Coletivamente, esses dados sugerem que a dieta cetogênica resulta em níveis sistêmicos elevados de 3HB, que é usado pelo PDAC quando a disponibilidade de glicose é reduzida. A oxidação do 3HB leva ao aumento do NADH intracelular que não pode ser resolvido através do tamponamento redox pelo 3HB/acetoacetato sistêmico. Isso prepara as células PDAC para tratamento com quimioterapia, exacerbando ainda mais o acúmulo de NADH e levando a citotoxicidade e regressão tumoral (Figura 1).

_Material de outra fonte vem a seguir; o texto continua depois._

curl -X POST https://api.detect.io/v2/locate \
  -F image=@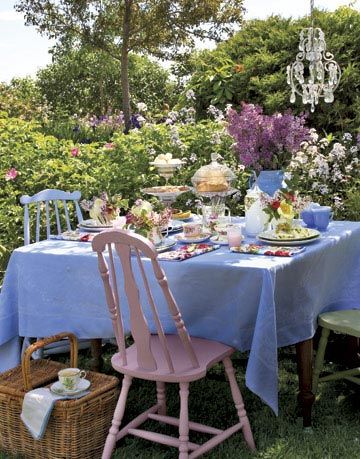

O estudo de Yang et al. contribui com resultados novos e clinicamente acionáveis ​​para o campo do metabolismo do câncer. De fato, os autores iniciaram um ensaio clínico testando a combinação de quimioterapia e dieta cetogênica em câncer de pâncreas metastático (NCT04631445). Além disso, este estudo também fez várias descobertas que exigem uma busca futura. Primeiro, várias linhas de evidência indicam que a dieta cetogênica influenciou a composição e crosstalk dentro do microambiente tumoral. Por exemplo, os autores mostram que o fenótipo central é independente do sistema imunológico adaptativo, mas assinaturas pró-inflamatórias são observadas em tumores de animais em dieta cetogênica, e respostas de longo prazo são observadas apenas em animais com sistema imunológico intacto. Dada a importância da disponibilidade de glicose nas células T antitumorais,10a mudança no perfil de combustível afeta seletivamente as células cancerígenas ou os corpos cetônicos podem apoiar as funções das células T antitumorais? Além disso, a dieta cetogênica induziu fibrose tumoral e as áreas fibróticas de um tumor têm maior fluxo de 3HB no ciclo do TCA. Esses resultados sugerem um papel para 3HB na mediação de fibrose e inflamação. Estudos futuros podem investigar como as fontes de combustível circulantes alteradas afetam a resposta imune antitumoral, e isso pode apresentar uma justificativa convincente para dieta e quimioterapia em conjunto com imunoterapia. Em segundo lugar, os autores descobriram que a dieta cetogênica diminuiu a glicólise tumoral, o que foi sugerido para mediar a resistência terapêutica no PDAC. Será interessante discernir que papel isso tem no fenótipo cetogênico e se pode ser ainda mais aproveitado. De fato, as células cancerosas são altamente adaptáveis, como é evidente pelo fracasso de vários inibidores metabólicos promissores em ensaios clínicos. Em consonância com os resultados de Yang et al., talvez terapias combinatórias envolvendo dieta forneçam o contexto para cumprir o potencial dos inibidores metabólicos, bem como aumentar a atividade das estratégias terapêuticas convencionais.